The withdrawal from Nirkh district meets a demand by Afghan President Hamid Karzai that US forces leave the area after allegations that the Americans’ Afghan counterparts committed human rights abuses there.

“We’re coming out of Nirkh,” said Maj. Gen. Tony Thomas, the top US special operations commander in Afghanistan.

Attaullah Khogyani, spokesman for the governor of Wardak province outside Kabul in which Nirkh is located, confirmed that US special operations forces withdrew and were replaced by a joint Afghan security forces team.

The transfer of authority ends a controversial chapter in which Karzai accused US troops and an interpreter working with them of torture, kidnapping and summary execution of militant suspects in Nirkh – charges US officials including top commander in Afghanistan Gen.
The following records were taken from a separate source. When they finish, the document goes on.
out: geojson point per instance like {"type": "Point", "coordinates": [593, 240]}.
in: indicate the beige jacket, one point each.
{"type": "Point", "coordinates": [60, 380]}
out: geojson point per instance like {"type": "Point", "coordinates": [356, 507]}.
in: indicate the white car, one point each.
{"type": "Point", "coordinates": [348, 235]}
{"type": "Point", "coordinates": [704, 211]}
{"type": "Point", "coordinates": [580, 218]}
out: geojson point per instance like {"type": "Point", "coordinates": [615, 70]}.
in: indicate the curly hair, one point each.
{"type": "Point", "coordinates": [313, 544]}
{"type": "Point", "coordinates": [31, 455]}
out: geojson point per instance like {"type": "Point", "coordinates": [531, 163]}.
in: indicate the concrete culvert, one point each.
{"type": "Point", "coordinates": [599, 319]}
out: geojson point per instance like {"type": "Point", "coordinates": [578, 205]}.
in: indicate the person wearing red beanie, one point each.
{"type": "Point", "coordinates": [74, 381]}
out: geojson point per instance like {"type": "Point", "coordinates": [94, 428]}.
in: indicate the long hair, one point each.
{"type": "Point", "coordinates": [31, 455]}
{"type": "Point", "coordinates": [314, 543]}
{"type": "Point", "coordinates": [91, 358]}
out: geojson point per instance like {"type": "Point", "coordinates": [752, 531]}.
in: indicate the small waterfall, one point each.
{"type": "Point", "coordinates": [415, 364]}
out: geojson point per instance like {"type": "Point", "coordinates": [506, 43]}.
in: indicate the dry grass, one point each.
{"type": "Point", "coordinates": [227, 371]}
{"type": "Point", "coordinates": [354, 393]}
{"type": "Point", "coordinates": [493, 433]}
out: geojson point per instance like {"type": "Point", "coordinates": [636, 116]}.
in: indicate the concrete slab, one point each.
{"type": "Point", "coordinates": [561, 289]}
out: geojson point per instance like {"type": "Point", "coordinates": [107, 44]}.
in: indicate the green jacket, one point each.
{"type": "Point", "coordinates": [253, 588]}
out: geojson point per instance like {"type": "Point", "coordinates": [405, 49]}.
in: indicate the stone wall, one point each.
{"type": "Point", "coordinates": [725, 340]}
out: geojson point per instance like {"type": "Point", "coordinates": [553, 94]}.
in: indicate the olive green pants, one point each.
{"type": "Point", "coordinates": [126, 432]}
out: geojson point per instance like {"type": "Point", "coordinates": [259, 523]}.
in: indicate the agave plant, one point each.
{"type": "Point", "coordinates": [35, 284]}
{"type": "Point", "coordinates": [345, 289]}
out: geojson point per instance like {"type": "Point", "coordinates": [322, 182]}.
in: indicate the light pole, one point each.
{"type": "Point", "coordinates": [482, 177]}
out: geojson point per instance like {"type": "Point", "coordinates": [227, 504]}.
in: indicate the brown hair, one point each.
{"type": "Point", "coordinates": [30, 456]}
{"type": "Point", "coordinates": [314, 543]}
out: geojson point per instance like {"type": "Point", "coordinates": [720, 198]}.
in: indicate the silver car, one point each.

Joseph Dunford firmly denied.

The incident shows the larger struggle of Karzai’s government to assert its authority over security matters, even as its green security forces try to assume control of much of the country from coalition forces on a rushed timeline, ahead of the scheduled withdrawal of most of coalition forces by December 2014.

Karzai had originally demanded the US special operations forces pull out from the entire province, a gateway and staging area for Taliban and other militants for attacks on the capital Kabul.

But he scaled down his demands to just the single district after negotiations with Dunford and other US officials.

“President Karzai was specific, it’s only for Nirkh, that was a provocative point,” Thomas said.

“American special operations forces are integral in the defence of Wardak from now until the foreseeable future.”